Pemilihan Kepala Daerah (Pilkada) merupakan salah satu agenda yang harus dilaksanakan pada tahun pertama berputarnya roda pemerintahan. Karena tidaklah mungkin suatu kabupaten terlalu lama dipimpin oleh pejabat sementara.
Banyak partai yang menjadi sangat agresif mengusung calonnya masing-masing, dan dengan konsekuensi masing-masing. Hingga akhirnya jumlah calon mengerucut menjadi 7 orang calon Kepala Daerah. KPU menghitung anggaran yang harus disediakan daerah guna merealisasi Pilkada, yaitu sebesar Rp. 10 milyar. Hal ini dikarenakan besar kemungkinan Pilkada yang mengusung 7 orang calon, akan terjadi dalam 2 putaran.

Sesuai Undang-undang Pemilihan Kepala Daerah, bahwa provinsi wajib memberikan dana bantuan untuk penyelenggaraan Pilkada kepada kabupaten hasil pemekaran. Provinsi NTT ternyata tidak melakukan sebagaimana diamanatkan oleh Undang-undang. Kepada Kabupaten Manggarai Timur, Provinsi NTT hanya meminta kabupaten tersebut untuk mempergunakan dana yang telah mereka berikan sebelumnya, guna mendukung penyelenggaraan Pilkada. Alhasil Kabupaten Manggarai Timur harus gigit jari dengan dana yang dimiliki, yaitu hanya sebesar Rp. 8,3 milyar, bahkan sebagian telah terpakai untuk operasional, tapi masih harus menyediakan Rp. 10 milyar untuk Pilkada. Berarti kabupaten ini harus utang.

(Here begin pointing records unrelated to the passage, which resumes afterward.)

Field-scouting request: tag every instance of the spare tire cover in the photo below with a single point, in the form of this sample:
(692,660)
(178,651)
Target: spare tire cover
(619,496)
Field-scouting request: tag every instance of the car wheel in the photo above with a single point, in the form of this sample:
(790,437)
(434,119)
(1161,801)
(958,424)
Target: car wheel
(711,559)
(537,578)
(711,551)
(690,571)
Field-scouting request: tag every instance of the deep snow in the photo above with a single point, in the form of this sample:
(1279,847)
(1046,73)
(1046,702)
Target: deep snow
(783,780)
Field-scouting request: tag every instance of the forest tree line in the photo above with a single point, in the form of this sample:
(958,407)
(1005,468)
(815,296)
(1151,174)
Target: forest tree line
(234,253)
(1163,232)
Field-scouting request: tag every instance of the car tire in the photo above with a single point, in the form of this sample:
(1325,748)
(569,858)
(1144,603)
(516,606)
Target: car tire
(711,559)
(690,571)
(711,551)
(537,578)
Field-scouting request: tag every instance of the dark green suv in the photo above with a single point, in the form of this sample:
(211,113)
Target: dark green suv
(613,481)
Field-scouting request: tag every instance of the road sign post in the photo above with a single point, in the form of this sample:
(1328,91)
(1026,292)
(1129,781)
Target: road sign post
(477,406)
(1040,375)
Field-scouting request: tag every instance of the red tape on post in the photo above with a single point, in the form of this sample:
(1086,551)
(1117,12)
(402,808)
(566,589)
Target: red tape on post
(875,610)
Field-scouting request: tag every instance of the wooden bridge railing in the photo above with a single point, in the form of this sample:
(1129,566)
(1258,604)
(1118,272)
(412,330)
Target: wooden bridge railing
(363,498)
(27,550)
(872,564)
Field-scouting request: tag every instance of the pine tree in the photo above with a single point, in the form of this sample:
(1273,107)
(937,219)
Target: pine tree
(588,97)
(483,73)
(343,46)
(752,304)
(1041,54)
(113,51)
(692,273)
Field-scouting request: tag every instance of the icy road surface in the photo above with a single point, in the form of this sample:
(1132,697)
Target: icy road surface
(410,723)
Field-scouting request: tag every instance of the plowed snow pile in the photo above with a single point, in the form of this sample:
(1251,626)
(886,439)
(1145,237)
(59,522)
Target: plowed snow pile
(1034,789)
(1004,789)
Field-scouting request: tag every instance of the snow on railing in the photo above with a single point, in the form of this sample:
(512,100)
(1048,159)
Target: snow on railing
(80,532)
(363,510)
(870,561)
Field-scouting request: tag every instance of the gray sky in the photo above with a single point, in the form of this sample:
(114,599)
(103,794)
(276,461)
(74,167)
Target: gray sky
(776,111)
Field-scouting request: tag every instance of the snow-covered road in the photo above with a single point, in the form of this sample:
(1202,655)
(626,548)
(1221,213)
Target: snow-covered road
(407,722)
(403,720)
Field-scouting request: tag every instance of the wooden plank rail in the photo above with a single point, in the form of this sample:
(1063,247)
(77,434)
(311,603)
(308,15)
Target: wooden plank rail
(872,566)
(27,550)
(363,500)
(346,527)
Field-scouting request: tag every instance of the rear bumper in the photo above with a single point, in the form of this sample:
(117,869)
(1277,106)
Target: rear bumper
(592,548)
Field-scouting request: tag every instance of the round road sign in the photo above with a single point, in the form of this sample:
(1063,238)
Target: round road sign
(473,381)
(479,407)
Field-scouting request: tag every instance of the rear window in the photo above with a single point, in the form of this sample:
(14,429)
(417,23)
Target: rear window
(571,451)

Dalam bertugas para aparat kabupaten bersemboyan "Karena ini tugas maka apapun kondisinya kami laksanakan". Entah mereka berutang kemana, yang pasti Bapak Kepala Badan Pemberdayaan Masyarakat dan Kesbangpol setempat mengatakan "Siapapun nanti yang akan menjadi Bupati Manggarai Timur, maka ia akan berkewajiban mengembalikan utang". Dan tentunya dapat kita hitung bersama, besar minimal utang Bupati terpilih. Lantas berapa lagi dana yang harus Bupati pinjam berikutnya untuk membayar utang yang sekarang, dan berapa juga yang dibutuhkan untuk operasional pemerintahan berikutnya, dan berikutnya lagi ? Lantas kapan kabupaten ini akan membangun, dan kemana arahnya ? Jika setiap tahun anggaran harus mencari dana segar yang berasal dari utang. Serba gelap dan tak satupun aparat di sana yang bisa memberi gambaran kelanjutannya.














Manggar
ai Timur yang luar biasa indah pemandangannya,dan subur tanahnya, namun rakyatnya sangat merana karena masih banyak yang belum menikmati listrik, miskin, minim informasi, transportasi juga masih langka, akses sangat jauh dan medannya pun sangat sulit. Dampaknya SDM masyarakat juga menjadi terbatas. SDM yang lemah tentu dapat menjadi santapan empuk SDM yang kuat, terlebih jika mereka tinggal di alam yang sangat memanjakan. Santapan yang lezat bagi para "pemangsa rakyat". Apakah hal ini tidak juga menjadi daya tarik para pejuang pro pemekaran dan sponsorship pilkada tersebut ? Utang akan terbayar dengan uang atau peluang dan fasilitas sebagai arena bermain yang menarik.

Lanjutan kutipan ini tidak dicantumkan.